Empowering African knowledge to influence communities, policy, and progress
Abstract
This study reportedly investigated antimicrobial prescribing patterns and stewardship practices in primary healthcare facilities in Nigeria, with the goal of assessing adherence to treatment guidelines and identifying factors influencing rational antibiotic use. A cross-sectional observational design was reportedly employed, combining simulated prescription audit data for 2,000 outpatient prescriptions across 10 facilities with survey responses from 120 prescribers. The results reportedly indicated that broad-spectrum antibiotics were prescribed in 45% of cases, while guideline-compliant prescriptions accounted for only 20%. Urban facilities reportedly demonstrated higher compliance (28%) than semi-urban facilities (18%), a statistically significant difference. Prescriber Knowledge-Attitude-Practice (KAP) assessments revealed moderate knowledge (mean score 3.8/5), positive attitudes toward stewardship (4.0/5), but suboptimal practices (2.9/5).
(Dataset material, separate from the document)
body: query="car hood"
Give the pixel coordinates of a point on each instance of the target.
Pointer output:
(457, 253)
Correlation analyses reportedly confirmed that perceived behavioral control, subjective norms, and intention, as proposed by the Theory of Planned Behavior, were significantly associated with adherence to guidelines (r = 0.48–0.66, p < 0.001). The study reportedly concluded that tailored antimicrobial stewardship programs, including education, guideline dissemination, audit-feedback mechanisms, and patient awareness initiatives, could improve rational prescribing, mitigate resistance, and enhance patient outcomes in low-resource primary healthcare settings.